DateTimeStandard(Int128,y,m,d,hour,minute,sec,µsec,msec,nsec; units=:nanosecond, origin=(1970,1,1))

The units and origin argument can be wrapped as a Val to ensure that these values are known at compile-time:

DateTimeStandard(Int128,y,m,d,hour,minute,sec,µsec,msec,nsec; units=Val(:nanosecond), origin=Val((1970,1,1)))

Several compile-time optimization have been implemented for the particular but common case where date have the same time origin and/or the same time resolution.

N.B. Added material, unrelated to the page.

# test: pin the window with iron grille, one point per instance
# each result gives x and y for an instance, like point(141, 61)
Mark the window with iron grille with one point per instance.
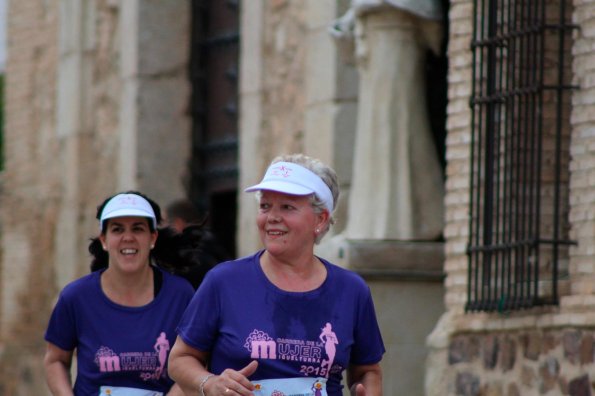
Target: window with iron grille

Arithmetic operations (+,-) and comparision operators on these types are supported, for example:

DateTimeStandard(2000,1,2) - DateTimeStandard(2000,1,1)
# 86400000 milliseconds

Dates.Day(DateTimeStandard(2000,1,2) - DateTimeStandard(2000,1,1))
# 1 day

DateTime360Day(2000,1,1) + Dates.Day(360)
# DateTime360Day(2001-01-01T00:00:00)

DateTimeStandard(2000,1,2) > DateTimeStandard(2000,1,1)
# true

Parsing dates

Dates can be parsed by using dateformat from Julia's Dates module, for example:

dt = DateTimeNoLeap("21001231",dateformat"yyyymmdd");
# or
# dt = parse(DateTimeNoLeap,"21001231",dateformat"yyyymmdd")
Dates.year(dt),Dates.month(dt),Dates.day(dt)
# output (2100, 12, 31)

Alternatives

Julia packages:

• NanoDates.jl: Dates with nanosecond resolved days
• TimesDates.jl: Nanosecond resolution for Time and Date, TimeZones
• AstroTime.jl: Astronomical time keeping in Julia

Outside of the julia ecosystem:

• cftime for python
• CFtime for R
• cftime-rs for rust with python bindings

Acknowledgments

Thanks to Jeff Whitaker and contributors for python's cftime released under the MIT license which has helped the developpement of this package by providing reference values and a reference implementation for tests. The algorithm is based on Jean Meeus' algorithm published in Astronomical Algorithms (2nd Edition, Willmann-Bell, p. 63, 1998) adapted to years prior to 300 AC.